The utility companies get to fix the electricity costs, and it takes time to change their tariffs. EV charging means power demand spikes, which can trigger higher tariffs.
One way to deal with that is to buy the utilities, which we’re already seeing, with Shell buying First Utility in the UK. Another is to use a solution that allows you to manage the charging costs in a way that suits you – and that’s where battery storage comes in.
“Companies are saying that if utilities don’t want to price the energy the way they want it priced right now, they will store it in the batteries and just grab energy from the utility in the middle of the night,” Sosinov said.

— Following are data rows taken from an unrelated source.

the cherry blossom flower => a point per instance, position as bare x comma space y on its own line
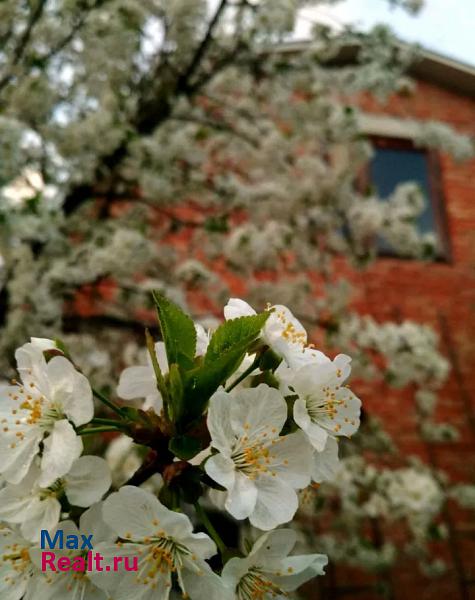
259, 468
324, 406
268, 572
18, 575
164, 545
283, 333
39, 409
35, 508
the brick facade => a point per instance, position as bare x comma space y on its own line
441, 294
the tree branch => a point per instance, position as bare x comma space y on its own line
184, 79
22, 43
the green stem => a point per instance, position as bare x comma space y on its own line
210, 528
162, 388
97, 430
247, 372
109, 422
100, 396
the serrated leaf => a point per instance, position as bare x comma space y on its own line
202, 382
178, 332
240, 331
185, 447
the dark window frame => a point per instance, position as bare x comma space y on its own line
436, 192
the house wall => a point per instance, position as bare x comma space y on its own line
441, 294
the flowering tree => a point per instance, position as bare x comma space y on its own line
214, 424
132, 130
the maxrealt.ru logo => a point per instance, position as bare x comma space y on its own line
86, 561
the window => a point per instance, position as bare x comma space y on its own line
397, 161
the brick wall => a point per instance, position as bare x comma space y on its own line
439, 294
443, 296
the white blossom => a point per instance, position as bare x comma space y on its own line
259, 468
34, 508
18, 575
39, 409
284, 334
61, 585
164, 545
268, 572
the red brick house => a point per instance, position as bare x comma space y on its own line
441, 294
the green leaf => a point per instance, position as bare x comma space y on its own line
185, 447
202, 382
178, 332
234, 333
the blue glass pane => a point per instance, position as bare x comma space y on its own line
390, 167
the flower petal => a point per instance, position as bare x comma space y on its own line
87, 481
316, 434
276, 503
137, 382
219, 423
242, 497
325, 463
221, 469
258, 413
292, 459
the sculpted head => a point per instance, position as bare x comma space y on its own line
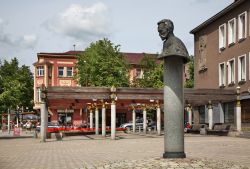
165, 28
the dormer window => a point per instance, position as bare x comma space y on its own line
231, 72
222, 37
40, 70
60, 71
231, 31
242, 68
222, 76
242, 25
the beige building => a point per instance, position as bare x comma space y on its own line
222, 58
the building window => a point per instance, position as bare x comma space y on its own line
242, 68
60, 71
38, 94
242, 25
231, 31
138, 73
40, 71
231, 71
222, 37
69, 71
229, 112
202, 114
222, 77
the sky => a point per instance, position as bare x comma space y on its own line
28, 27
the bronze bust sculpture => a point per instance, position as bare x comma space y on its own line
172, 46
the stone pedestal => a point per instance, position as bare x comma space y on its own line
96, 121
91, 119
173, 108
44, 121
238, 118
144, 121
133, 118
104, 121
210, 116
189, 110
158, 112
9, 121
113, 120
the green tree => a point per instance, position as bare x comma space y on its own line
102, 64
16, 88
152, 73
190, 82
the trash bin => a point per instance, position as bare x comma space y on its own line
203, 130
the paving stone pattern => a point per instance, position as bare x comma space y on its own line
129, 151
159, 163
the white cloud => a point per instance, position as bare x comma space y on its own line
83, 23
16, 42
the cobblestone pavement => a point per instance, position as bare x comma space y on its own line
129, 151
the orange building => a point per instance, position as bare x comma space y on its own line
57, 69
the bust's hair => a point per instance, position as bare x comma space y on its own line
168, 23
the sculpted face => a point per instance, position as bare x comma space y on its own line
163, 31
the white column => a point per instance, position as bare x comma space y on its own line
221, 112
17, 117
96, 121
44, 121
91, 118
158, 112
173, 108
210, 115
189, 109
113, 120
133, 118
144, 120
238, 118
238, 111
9, 121
103, 120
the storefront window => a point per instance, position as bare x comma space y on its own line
202, 114
229, 112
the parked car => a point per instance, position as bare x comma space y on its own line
138, 123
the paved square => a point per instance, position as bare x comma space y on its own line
80, 151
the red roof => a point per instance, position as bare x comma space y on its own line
132, 58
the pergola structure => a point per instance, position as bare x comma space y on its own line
112, 99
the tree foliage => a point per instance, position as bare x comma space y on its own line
102, 64
190, 82
16, 85
152, 73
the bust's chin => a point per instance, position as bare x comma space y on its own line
163, 37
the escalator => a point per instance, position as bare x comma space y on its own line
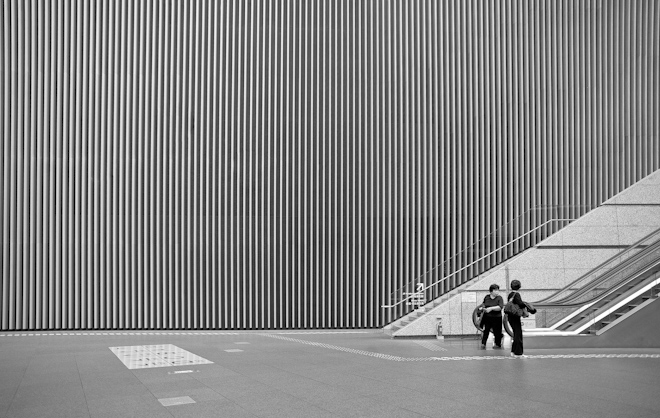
604, 297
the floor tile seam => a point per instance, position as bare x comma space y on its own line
458, 358
82, 386
13, 398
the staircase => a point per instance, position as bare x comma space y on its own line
600, 235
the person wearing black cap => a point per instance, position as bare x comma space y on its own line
492, 316
514, 320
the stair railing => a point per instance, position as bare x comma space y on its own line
421, 290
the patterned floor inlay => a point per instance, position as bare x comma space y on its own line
160, 355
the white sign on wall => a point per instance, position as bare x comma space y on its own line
469, 297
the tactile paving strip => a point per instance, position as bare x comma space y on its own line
460, 358
46, 334
429, 345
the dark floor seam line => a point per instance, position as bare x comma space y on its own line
17, 388
75, 356
458, 358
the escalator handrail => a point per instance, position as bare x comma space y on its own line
603, 295
607, 274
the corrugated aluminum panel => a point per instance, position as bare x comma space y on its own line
290, 164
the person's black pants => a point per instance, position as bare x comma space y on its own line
493, 323
516, 326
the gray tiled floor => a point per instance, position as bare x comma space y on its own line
78, 376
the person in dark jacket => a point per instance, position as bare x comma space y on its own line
515, 321
492, 316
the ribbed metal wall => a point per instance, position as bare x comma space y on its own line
289, 164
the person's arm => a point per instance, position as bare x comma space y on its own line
518, 301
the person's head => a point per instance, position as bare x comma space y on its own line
494, 289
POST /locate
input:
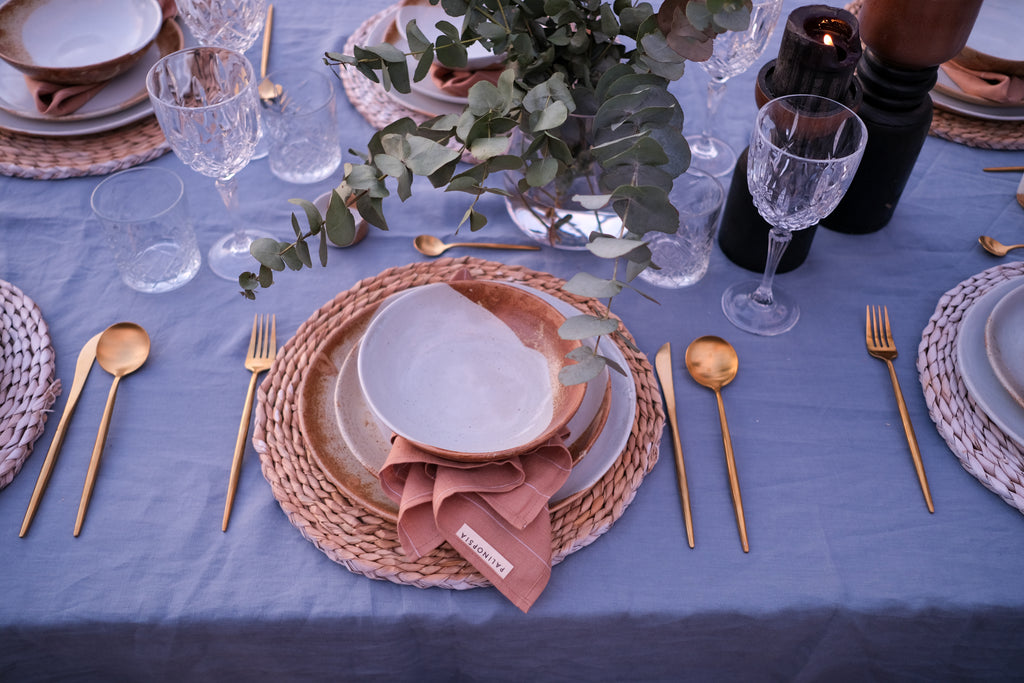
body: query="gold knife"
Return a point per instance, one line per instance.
(663, 363)
(82, 368)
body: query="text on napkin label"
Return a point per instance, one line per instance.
(484, 551)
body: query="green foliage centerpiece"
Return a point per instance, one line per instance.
(607, 63)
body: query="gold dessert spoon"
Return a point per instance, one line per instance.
(995, 247)
(428, 245)
(121, 350)
(713, 363)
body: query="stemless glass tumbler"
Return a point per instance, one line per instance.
(205, 99)
(804, 153)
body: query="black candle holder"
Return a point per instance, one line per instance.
(806, 65)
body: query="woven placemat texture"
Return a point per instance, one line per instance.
(980, 445)
(28, 386)
(370, 98)
(364, 543)
(42, 158)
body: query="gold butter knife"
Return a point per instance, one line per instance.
(82, 368)
(663, 364)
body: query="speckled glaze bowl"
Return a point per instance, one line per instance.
(77, 42)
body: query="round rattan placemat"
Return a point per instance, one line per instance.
(28, 386)
(42, 158)
(980, 445)
(361, 542)
(368, 97)
(966, 130)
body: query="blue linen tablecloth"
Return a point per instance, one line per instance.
(848, 575)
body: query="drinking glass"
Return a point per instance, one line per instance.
(804, 153)
(205, 100)
(735, 51)
(231, 24)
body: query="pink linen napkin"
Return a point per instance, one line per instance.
(57, 99)
(457, 82)
(494, 514)
(991, 85)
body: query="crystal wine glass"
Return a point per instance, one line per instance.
(735, 51)
(804, 153)
(205, 100)
(231, 24)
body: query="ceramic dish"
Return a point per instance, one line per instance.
(1005, 343)
(418, 99)
(337, 457)
(976, 371)
(75, 42)
(122, 93)
(487, 354)
(426, 17)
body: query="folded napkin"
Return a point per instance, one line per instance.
(457, 82)
(494, 514)
(58, 99)
(991, 85)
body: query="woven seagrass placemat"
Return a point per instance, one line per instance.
(966, 130)
(364, 543)
(368, 97)
(980, 445)
(42, 158)
(28, 386)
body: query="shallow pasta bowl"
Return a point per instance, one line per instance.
(77, 43)
(468, 370)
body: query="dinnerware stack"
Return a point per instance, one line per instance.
(68, 46)
(994, 54)
(429, 96)
(459, 369)
(990, 355)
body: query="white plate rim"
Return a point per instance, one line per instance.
(977, 373)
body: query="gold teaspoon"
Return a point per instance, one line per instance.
(713, 363)
(995, 247)
(122, 349)
(428, 245)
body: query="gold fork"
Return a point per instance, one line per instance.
(262, 351)
(882, 346)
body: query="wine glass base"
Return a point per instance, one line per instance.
(750, 315)
(712, 156)
(229, 256)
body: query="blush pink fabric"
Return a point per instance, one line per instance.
(990, 85)
(457, 82)
(502, 503)
(57, 99)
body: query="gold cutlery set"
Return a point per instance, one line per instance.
(713, 363)
(121, 349)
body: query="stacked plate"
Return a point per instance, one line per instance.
(121, 101)
(994, 45)
(990, 355)
(425, 96)
(466, 370)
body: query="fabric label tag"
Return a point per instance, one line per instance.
(484, 551)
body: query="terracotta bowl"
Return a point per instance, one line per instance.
(77, 43)
(469, 370)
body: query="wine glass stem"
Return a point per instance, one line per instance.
(228, 193)
(778, 240)
(716, 90)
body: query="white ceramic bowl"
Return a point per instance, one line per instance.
(469, 370)
(74, 42)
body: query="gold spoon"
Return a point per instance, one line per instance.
(995, 247)
(663, 364)
(712, 363)
(431, 246)
(122, 349)
(267, 89)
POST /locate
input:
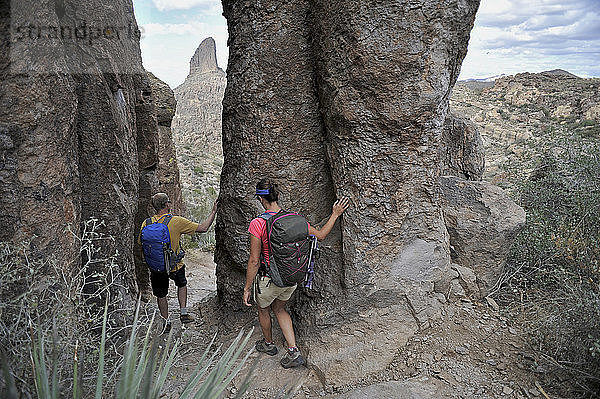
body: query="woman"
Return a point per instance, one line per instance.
(270, 296)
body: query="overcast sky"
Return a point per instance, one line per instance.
(509, 36)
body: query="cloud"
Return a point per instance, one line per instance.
(168, 48)
(167, 5)
(513, 36)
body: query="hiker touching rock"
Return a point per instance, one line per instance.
(159, 237)
(280, 253)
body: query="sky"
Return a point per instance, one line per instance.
(509, 36)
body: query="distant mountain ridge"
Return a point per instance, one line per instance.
(491, 79)
(524, 115)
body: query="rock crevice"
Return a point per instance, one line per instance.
(346, 100)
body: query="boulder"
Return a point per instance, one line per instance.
(333, 98)
(482, 222)
(462, 152)
(77, 128)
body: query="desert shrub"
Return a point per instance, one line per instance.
(56, 342)
(57, 305)
(554, 264)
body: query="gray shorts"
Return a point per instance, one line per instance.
(269, 292)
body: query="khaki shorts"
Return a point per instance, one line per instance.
(269, 292)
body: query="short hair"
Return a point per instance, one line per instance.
(266, 184)
(159, 201)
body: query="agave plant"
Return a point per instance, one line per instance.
(144, 369)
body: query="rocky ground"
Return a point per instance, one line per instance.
(473, 352)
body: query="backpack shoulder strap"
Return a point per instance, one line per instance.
(265, 216)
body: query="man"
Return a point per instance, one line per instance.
(160, 282)
(270, 296)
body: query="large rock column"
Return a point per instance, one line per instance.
(380, 74)
(71, 109)
(271, 128)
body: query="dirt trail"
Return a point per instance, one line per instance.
(473, 352)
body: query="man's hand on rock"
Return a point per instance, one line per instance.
(340, 206)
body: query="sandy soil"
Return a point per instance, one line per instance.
(473, 352)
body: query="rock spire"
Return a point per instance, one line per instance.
(205, 57)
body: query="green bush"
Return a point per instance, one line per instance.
(50, 328)
(554, 263)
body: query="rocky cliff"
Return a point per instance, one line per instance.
(197, 129)
(158, 167)
(337, 98)
(79, 133)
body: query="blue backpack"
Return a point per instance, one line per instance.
(156, 243)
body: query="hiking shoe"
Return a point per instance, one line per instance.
(166, 328)
(186, 318)
(269, 349)
(292, 358)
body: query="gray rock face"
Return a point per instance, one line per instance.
(197, 130)
(168, 169)
(205, 57)
(157, 162)
(79, 126)
(330, 99)
(482, 222)
(462, 152)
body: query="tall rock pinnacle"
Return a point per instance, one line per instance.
(205, 57)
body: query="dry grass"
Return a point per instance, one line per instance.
(552, 281)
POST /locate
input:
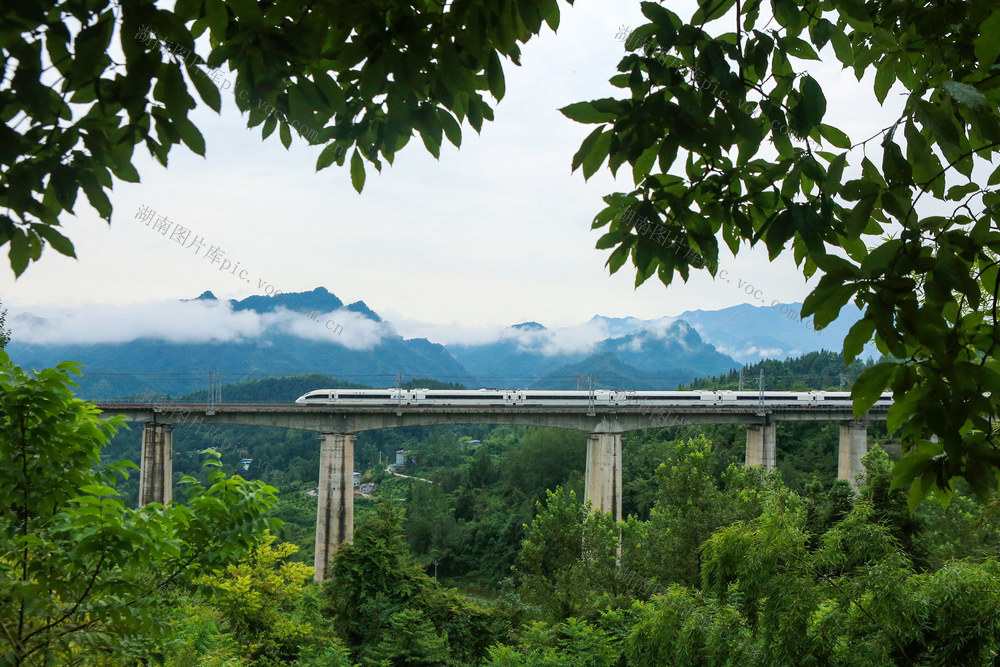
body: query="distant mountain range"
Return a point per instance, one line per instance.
(296, 333)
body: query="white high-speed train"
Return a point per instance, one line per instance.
(601, 397)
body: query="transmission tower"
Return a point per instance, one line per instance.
(214, 396)
(760, 384)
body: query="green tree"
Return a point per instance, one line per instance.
(353, 74)
(694, 499)
(380, 604)
(82, 577)
(567, 563)
(4, 332)
(568, 644)
(724, 132)
(256, 596)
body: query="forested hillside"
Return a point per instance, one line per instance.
(814, 370)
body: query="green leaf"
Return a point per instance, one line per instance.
(885, 76)
(834, 136)
(618, 257)
(192, 137)
(328, 155)
(598, 152)
(909, 468)
(860, 333)
(644, 163)
(451, 128)
(494, 75)
(964, 94)
(988, 42)
(206, 89)
(812, 107)
(586, 112)
(357, 171)
(870, 385)
(59, 242)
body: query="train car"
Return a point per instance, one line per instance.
(373, 397)
(638, 399)
(563, 398)
(459, 397)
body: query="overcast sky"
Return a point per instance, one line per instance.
(490, 235)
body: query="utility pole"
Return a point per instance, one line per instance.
(214, 395)
(760, 383)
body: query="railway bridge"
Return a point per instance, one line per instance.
(337, 426)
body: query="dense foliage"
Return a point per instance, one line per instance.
(88, 82)
(725, 134)
(81, 574)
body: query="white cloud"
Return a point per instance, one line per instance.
(199, 321)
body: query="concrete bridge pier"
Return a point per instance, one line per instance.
(853, 445)
(335, 510)
(761, 444)
(156, 467)
(604, 473)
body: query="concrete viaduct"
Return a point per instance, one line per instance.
(337, 426)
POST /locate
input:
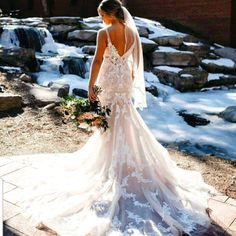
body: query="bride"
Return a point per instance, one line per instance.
(122, 181)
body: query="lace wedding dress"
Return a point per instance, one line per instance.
(122, 181)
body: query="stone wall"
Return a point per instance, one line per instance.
(210, 19)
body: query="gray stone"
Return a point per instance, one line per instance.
(26, 78)
(67, 20)
(89, 49)
(188, 79)
(229, 114)
(222, 65)
(199, 49)
(19, 57)
(226, 52)
(174, 58)
(173, 40)
(147, 44)
(62, 89)
(85, 35)
(9, 101)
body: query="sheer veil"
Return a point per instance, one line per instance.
(138, 92)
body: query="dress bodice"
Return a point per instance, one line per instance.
(115, 76)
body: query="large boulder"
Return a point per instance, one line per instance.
(85, 35)
(172, 40)
(229, 114)
(9, 101)
(19, 57)
(147, 44)
(226, 52)
(222, 65)
(188, 79)
(172, 57)
(67, 20)
(198, 48)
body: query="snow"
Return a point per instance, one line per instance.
(169, 68)
(221, 62)
(167, 126)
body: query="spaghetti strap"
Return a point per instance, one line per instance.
(108, 36)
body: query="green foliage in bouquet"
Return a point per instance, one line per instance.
(82, 111)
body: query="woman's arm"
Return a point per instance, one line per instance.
(96, 63)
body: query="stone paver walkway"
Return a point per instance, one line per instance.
(13, 173)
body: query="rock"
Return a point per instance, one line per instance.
(153, 90)
(226, 52)
(80, 92)
(229, 114)
(19, 57)
(199, 48)
(66, 20)
(174, 58)
(62, 89)
(173, 40)
(193, 119)
(226, 80)
(43, 95)
(26, 78)
(74, 65)
(222, 65)
(147, 44)
(188, 79)
(9, 101)
(89, 49)
(143, 31)
(85, 35)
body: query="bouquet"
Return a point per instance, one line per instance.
(84, 112)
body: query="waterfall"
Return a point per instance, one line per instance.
(23, 36)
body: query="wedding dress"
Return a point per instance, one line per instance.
(122, 181)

That might all seem like a smart decision for the oil companies, but it could also mean good news for EV owners. Instead of those charging spikes, battery storage means consistent electricity usage, which makes costs more predictable and avoids the high demand rates. That could mean more competition between charging facilities in the same way as fuel prices are displayed at forecourts today.
Another factor is reliability. Many councils and businesses invested in chargers, but with costs rising, they aren’t renewing their operation and maintenance contracts, leading to many chargers becoming redundant.
A Department for Transport spokesperson confirmed that legislation is still pending to require 99% reliability at rapid chargepoints, but enforcement will only begin at least 12 months after the legislation is passed, meaning it won’t be until at least 2024.
Because there’s no direct connection to the grid and no transformer with Freewire chargers, less maintenance is required and the costs are significantly lower.
It all sounds promising and, with the roll out set to get underway shortly, could prove to be the answer not just for the providers of public rapid charging but also, more importantly, for the EV drivers who are reliant on it.